The morning service took a turn. It was a well structured service, planned in advance. However, a couple of Ugandans staying in the Manse gave the opportunity for an added energy. So, just after our opening worship song and before the Children’s section of the service Levixone took Fitzroy to Africa. There were beats and grooves and lots of movement. Seeing the congregation almost bounce in unison was an original unique beginning. Fitzroy likes throwing in the options available. “Blessings everywhere” Levixone had us singing. Indeed!
Watching the oldest to the youngest follow Levixone’s moves was something… and then there were the puppets. The puppets all set up to do The Prodigal Son for Ally Mefferd’s thoughtful talk to the children got into the groove too.
Today was the day, that occurs maybe 4 times a year, when the Clonard Unity Pilgrims visited with us. From Clonard Monastery on Belfast’s Falls Road the Unity Pilgrims go out and worship in Protestant Churches every Sunday. On their day with us we asked Roseann Doherty to read the Scriptures and then Irene Jovaras from Focolare did our prayers for the world.

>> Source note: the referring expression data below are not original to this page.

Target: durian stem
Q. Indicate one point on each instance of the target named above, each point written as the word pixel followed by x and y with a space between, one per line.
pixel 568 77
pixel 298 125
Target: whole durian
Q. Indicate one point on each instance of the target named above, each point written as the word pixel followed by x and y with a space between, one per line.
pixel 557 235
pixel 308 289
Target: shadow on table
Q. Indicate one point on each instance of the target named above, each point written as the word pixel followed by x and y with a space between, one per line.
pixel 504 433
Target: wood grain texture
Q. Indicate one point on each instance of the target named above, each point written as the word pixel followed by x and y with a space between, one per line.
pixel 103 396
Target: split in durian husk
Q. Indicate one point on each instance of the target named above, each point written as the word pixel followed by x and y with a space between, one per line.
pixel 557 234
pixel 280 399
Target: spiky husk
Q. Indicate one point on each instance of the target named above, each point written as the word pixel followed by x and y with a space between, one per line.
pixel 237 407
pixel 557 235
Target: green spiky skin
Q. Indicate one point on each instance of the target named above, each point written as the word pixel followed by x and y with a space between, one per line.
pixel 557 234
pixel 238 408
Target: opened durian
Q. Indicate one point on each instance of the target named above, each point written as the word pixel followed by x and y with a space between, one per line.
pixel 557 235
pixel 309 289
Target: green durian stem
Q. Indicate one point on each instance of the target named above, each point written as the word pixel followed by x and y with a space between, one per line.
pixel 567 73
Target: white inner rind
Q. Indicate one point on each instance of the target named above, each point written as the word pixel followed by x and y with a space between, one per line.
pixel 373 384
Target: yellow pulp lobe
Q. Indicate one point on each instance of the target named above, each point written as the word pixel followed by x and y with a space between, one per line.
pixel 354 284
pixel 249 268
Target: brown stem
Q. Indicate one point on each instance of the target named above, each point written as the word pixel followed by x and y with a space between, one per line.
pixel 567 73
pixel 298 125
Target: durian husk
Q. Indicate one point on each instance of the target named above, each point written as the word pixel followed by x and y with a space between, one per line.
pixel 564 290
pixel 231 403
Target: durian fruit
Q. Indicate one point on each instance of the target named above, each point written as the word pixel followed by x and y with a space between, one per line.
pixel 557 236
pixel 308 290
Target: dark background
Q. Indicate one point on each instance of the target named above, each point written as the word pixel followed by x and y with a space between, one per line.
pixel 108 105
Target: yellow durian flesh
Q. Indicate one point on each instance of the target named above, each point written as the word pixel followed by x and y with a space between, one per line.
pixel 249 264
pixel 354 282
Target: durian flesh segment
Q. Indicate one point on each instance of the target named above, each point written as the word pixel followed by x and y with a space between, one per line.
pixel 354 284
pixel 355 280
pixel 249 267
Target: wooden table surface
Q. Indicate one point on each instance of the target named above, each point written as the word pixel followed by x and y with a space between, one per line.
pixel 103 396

There was of course a reason to have two Catholic sisters involved this particular Sunday. In our current preaching series, BEING WITH, this was the Sunday where we looked at how Jesus was with his enemies - “the other”. As in Fitzroy we unpacked Jesus life. I preached on Luke 6: 27-36 where Jesus tells us to love, bless, do good and pray for the other. It is Jesus incarnational model. It is Jesus call for us to follow and it is the character of God - “Be merciful, just as your Father is merciful”.
All of this was of course dressed in worship. We had traditional, taize and contemporary all mixed in, a little latin and finishing with Bluetree’s God Of The City.
Then in the evening we had one of our art specials. Mixed with performances of Joni Mitchell songs, Andrew Cunning gave us the theology of the ordinary, seeing what Mitchell’s songs had to say to theology. These evenings are a subtle mix of entertainment and education. As Marshall McLuhan said, “Anyone who think there is a difference between entertainment and education doesn’t know the first thing about either.”
This is Fitzroy in one day. Biblical, thoughtful, imaginative, unpredictable and making sure that the word and the world caress and clash, in practice, in the here and now.